Into the loneliness by Eleanor Hogan
In the early 20th century two amazing intrepid women, Daisy Bates and Ernestine Hill, each separately cast aside the comforts of society, to explore the desert areas of Australia, and seek out the Aboriginal tribes and iconic outback settler life; each of them writers supremely confident that their records were essential to preserving a disappearing piece of Australian history.
Ernestine Hill worked with Daisy Bates on bringing together her famous work The passing of the Aborigines, later falling out when Bates failed to acknowledge Hill's contribution. Hill's view was that she herself was the true author of the work. It was a strange friendship, with 36 years difference in age, and despite the dispute about authorship, they continued to correspond and collaborate together at different times.
Hogan is meticulous in following the lives of these two women, at times venturing out, a lone woman herself, into the desert, to retrace their steps and to gather stories from Aboriginal people who might still remember either of them. Her research reveals the contrasting images of Bates as ethnographer and caretaker for Aboriginal people, and the hateful woman who perpetuated stories about cannibalism and denigrated mixed race children.
Both Bates and Hill were pioneers, casting aside convention, and following their own paths.
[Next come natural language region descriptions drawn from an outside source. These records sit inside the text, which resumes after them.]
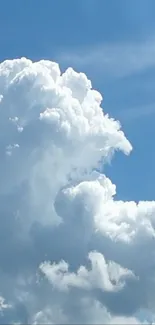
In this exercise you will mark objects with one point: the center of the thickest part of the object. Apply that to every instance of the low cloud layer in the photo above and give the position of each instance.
(69, 252)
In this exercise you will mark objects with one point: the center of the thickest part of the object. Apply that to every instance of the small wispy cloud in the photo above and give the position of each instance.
(113, 59)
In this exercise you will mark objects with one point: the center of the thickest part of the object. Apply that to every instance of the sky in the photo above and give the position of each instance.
(113, 44)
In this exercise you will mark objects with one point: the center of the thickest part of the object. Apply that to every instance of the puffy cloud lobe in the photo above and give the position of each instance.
(107, 277)
(54, 134)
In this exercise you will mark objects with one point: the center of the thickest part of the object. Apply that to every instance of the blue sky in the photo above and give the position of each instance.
(114, 43)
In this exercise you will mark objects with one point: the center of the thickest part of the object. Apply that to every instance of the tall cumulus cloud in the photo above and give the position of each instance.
(69, 252)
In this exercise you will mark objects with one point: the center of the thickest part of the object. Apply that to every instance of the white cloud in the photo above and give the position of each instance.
(107, 277)
(55, 207)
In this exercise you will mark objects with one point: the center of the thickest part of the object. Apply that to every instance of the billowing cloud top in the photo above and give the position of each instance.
(62, 233)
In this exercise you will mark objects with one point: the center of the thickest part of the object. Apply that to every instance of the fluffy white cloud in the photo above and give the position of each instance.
(62, 233)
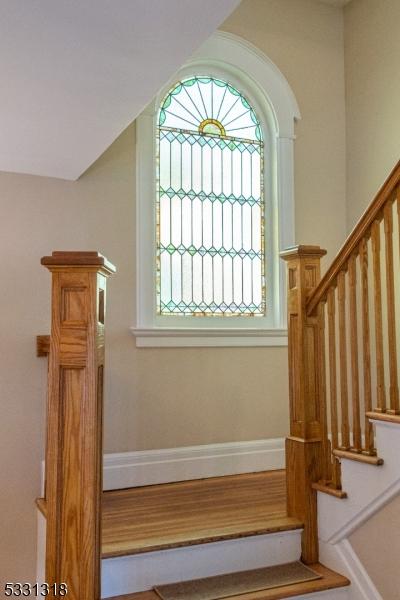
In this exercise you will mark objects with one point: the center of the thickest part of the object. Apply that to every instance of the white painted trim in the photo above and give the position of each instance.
(189, 337)
(224, 55)
(148, 467)
(141, 572)
(342, 558)
(368, 488)
(41, 548)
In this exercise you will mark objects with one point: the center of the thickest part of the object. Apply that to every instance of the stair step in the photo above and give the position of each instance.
(329, 581)
(165, 516)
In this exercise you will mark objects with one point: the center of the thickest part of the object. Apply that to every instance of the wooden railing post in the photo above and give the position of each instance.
(306, 445)
(74, 421)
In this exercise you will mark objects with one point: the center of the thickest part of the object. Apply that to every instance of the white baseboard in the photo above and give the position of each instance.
(148, 467)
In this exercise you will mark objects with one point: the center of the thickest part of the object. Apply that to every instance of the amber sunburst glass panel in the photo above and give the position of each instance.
(210, 207)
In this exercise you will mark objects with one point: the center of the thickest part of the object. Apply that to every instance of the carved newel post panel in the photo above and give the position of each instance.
(305, 451)
(74, 421)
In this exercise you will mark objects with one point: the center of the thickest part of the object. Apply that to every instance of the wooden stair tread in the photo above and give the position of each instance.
(330, 580)
(158, 517)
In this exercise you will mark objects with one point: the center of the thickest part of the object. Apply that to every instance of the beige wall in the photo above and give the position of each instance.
(372, 51)
(305, 40)
(157, 397)
(377, 544)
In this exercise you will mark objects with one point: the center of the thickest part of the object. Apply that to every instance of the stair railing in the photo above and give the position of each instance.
(343, 361)
(74, 449)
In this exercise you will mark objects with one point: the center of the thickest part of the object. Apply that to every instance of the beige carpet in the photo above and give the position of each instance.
(232, 584)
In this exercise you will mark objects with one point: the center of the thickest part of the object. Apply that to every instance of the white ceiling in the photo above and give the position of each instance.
(75, 73)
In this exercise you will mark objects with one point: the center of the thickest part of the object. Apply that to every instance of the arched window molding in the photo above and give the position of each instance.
(230, 58)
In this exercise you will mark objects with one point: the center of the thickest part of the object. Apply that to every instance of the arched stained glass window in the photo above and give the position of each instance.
(210, 206)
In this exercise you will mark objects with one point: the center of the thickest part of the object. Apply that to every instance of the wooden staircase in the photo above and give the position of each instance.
(343, 370)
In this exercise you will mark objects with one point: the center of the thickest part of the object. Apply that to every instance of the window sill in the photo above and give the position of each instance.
(158, 337)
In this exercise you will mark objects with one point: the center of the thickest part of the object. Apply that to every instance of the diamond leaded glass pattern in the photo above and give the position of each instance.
(210, 209)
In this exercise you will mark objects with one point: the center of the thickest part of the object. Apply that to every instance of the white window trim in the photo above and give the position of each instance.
(222, 55)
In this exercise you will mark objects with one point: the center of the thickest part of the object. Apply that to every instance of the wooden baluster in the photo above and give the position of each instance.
(336, 478)
(305, 447)
(344, 400)
(355, 390)
(327, 449)
(380, 373)
(391, 312)
(369, 438)
(74, 429)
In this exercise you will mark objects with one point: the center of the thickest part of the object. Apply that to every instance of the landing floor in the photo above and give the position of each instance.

However each of them struggled with the tasks they set themselves. Later in life, Hill ended up unable to bring her own writing together to fulfil her dream of the great novel; her notes are now kept in archives. It is thanks to Hogan's research that we now have this record of the adventures of these two women, and their genuine though flawed commitment to the understanding and preservation of a unique Australian culture and way of life.
Themes: Non-fiction, Biography, Women writers, Australian outback, Indigenous Australians.